Out of the rubbles of Trent Lott's house -- he's lost his entire house -- there's going to be a fantastic house. And I'm looking forward to sitting on the porch.

- George W Bush, Mobile (Alabama), 2.9.05 (source)

Football stadia have been symbols of the worst moments in their nations' history in a few countries over the past four decades. In Chile, Afghanistan, Iraq, football stadia have been the scene of torture and public executions. The New Orleans Superdome stands as a monument to a different kind of torture and death, the result of governmental incompetence and neglect.

Thousands of people entered the Superdome, seeing it as a place of shelter from the hurricane outside. They would never had expected the betrayal of trust, the indifference of the institutions responsible for the safety and security of all American citizens.

It can be argued that it is still not the time to play politics and point fingers over issues such as the existence of global warming, the deployment of National Guard troops to Iraq, the tampering with the path of the Mississippi River and so on.
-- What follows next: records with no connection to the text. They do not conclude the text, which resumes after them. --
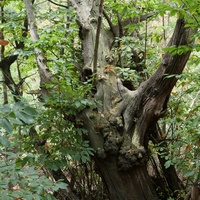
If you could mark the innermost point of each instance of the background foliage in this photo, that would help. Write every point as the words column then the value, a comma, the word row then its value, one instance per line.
column 27, row 158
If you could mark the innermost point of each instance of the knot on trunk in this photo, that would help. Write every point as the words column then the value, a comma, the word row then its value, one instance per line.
column 112, row 143
column 130, row 156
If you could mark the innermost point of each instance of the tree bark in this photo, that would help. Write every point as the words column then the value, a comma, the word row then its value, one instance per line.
column 119, row 126
column 45, row 74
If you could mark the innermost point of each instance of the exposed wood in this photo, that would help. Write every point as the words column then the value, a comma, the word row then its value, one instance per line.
column 45, row 74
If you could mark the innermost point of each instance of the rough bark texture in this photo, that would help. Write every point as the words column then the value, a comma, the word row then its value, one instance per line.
column 45, row 75
column 119, row 126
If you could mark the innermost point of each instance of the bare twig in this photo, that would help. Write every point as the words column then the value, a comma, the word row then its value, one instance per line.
column 97, row 37
column 57, row 4
column 109, row 22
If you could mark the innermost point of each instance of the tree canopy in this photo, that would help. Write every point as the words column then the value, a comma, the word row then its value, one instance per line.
column 100, row 99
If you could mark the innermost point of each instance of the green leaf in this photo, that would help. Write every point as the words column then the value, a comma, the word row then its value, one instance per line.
column 4, row 141
column 15, row 121
column 30, row 111
column 7, row 125
column 27, row 119
column 168, row 164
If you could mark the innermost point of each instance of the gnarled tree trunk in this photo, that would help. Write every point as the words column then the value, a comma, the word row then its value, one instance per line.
column 119, row 126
But one cannot ignore the screamingly obvious - that government at federal, state and local levels have all failed to cope with a catastrophe which was always a risk.

I mean to say, a large city built below sea level in a hurricane belt - where was the disaster plan?

It's not political to say that Bush's display of leadership over the past week has been utterly dreadful. His speech from the White House Rose Garden on Wednesday was described in a New York Times editorial as one of his worst. His major priority on Thursday was to bring in daddy and Bill Clinton as celebrity fundraisers. And on Friday it was important to single out the loss of Senator Trent Lott's mansion as a symbol of the Gulf Coast homeless.

Vice President Dick Cheney was on holiday in Wyoming until Thursday, when he returned to Washington DC. I have seen no evidence that he has done anything since then, let alone provide leadership and support to the people of New Orleans and beyond. But maybe he is hot on the trail of irrefutable evidence that the Iranian government was responsible for Hurricane Katrina.

When the time for inquest arrives, there should be a litany of senior administrators and public servants held responsible for criminal negligence over the tragic debacle of the past week (and, of course, still going). Is it too much to ask for the President to be impeached on charges of manslaughter?